Updated news on the Gambino, Genovese, Bonanno, Lucchese and Colombo Organized Crime Families of New York City.

Wednesday, April 27, 2011

Vinny Gorgeous Basciano trial: mobsters cough up serious cash for wedding gifts for gangster's son

It's a delicate question: What should a gangster give another gangster's son for a wedding gift?
In the Bonanno crime family, $300 appears to be about right.
The murder trial of former mob boss Vincent "Vinny Gorgeous" Basciano featured a scrap of paper with gift amounts for the December 2001 wedding of Bonanno soldier Emmanuel "Manny from the Bronx" Guaragna's son.
NYPD Det. William Dwyer testified Wednesday that the list was seized from Guaragna's apartment on Williamsbridge Rd. several days after the nuptials of son Steven and bride Maria.

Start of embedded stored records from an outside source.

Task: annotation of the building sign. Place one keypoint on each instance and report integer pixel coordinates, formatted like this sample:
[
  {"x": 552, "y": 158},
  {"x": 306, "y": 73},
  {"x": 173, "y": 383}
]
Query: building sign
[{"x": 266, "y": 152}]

Then-boss Joseph Massino gave $300; then-capo Basciano and his then-wife Angela also gave $300; future acting boss Salvatore "Sal the Ironworker" Montagna kicked in $500 as did capo Anthony "TG" Graziano. Underboss Salvatore Vitale coughed up a measly $200.

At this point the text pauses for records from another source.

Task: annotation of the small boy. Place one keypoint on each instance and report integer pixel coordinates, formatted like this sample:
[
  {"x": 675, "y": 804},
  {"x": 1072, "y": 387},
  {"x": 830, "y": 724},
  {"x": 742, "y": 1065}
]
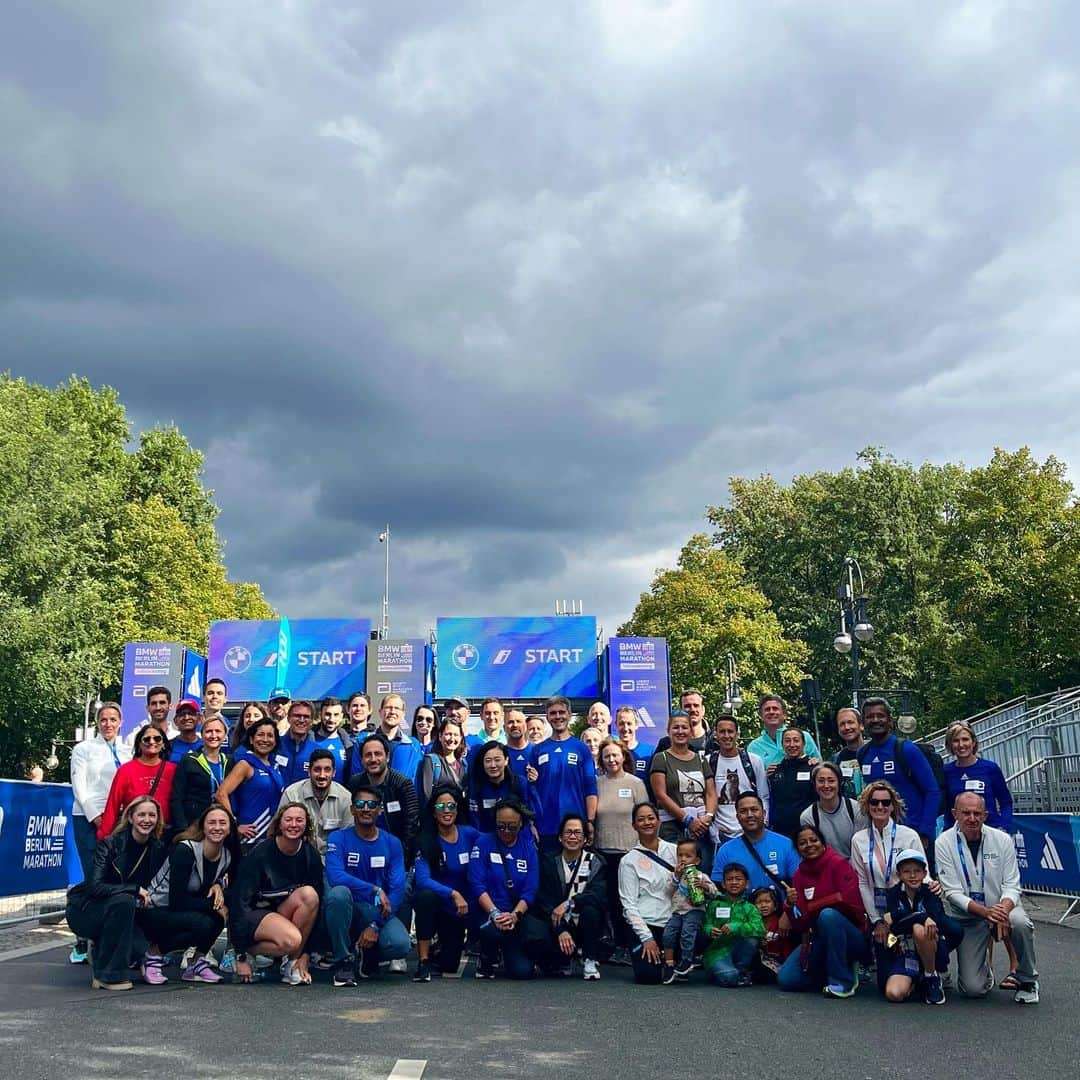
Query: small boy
[
  {"x": 733, "y": 927},
  {"x": 920, "y": 932},
  {"x": 690, "y": 890}
]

Several capos gave envelopes listing their first names and "friends" - referring to soldiers in the crew - with gifts of $700.
Another list noted that the total gift amount from the Bonannos was $12,100.

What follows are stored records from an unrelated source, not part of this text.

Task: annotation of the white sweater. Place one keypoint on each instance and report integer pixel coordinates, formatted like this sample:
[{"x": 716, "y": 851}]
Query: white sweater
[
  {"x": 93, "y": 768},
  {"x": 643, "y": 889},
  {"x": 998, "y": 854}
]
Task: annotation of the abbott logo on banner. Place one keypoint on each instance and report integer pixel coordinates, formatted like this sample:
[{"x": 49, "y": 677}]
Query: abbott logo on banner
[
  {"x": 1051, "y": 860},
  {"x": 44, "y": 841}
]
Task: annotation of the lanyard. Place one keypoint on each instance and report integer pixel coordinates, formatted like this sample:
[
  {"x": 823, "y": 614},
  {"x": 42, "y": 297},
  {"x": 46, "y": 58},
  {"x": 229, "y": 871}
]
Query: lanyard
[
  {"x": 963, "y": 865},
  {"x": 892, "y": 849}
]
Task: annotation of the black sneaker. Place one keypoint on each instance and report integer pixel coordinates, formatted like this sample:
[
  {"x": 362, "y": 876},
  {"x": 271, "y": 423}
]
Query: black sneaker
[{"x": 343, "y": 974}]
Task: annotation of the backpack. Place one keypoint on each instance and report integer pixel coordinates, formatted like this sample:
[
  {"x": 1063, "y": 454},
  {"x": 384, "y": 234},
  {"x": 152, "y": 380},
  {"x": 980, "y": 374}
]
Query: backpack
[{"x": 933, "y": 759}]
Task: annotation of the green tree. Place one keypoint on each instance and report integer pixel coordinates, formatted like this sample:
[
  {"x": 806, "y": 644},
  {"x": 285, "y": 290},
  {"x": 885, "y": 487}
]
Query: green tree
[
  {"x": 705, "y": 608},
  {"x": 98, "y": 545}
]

The wedding cards, which were seized, appeared to be marked "Dad" if the gifts came from crime family members, not Guaragna's nuclear family.
The wedding at a New Rochelle catering hall was surveilled by investigators hiding inside a limousine with tinted windows.
The limo was also equipped with a screen inside the window that rendered the glass completely opaque, according to retired NYPD Det. William Gillespie.
Video of the surveillance played for the jury in Brooklyn Federal Court showed Basciano was the center of attention in the driveway, surrounded by Bonanno gangsters.
At one point, Basciano approached the limo and the image on the screen darkened because the investigators raised the interior screen.
On the day Basciano was arrested in 2004 on racketeering charges, he expressed gratitude that the feds came for him around 9 a.m. instead of banging on his door at the crack of dawn, FBI agent Michael Breslin testified.
"He said, 'You let me get all dolled up first," Breslin recalled.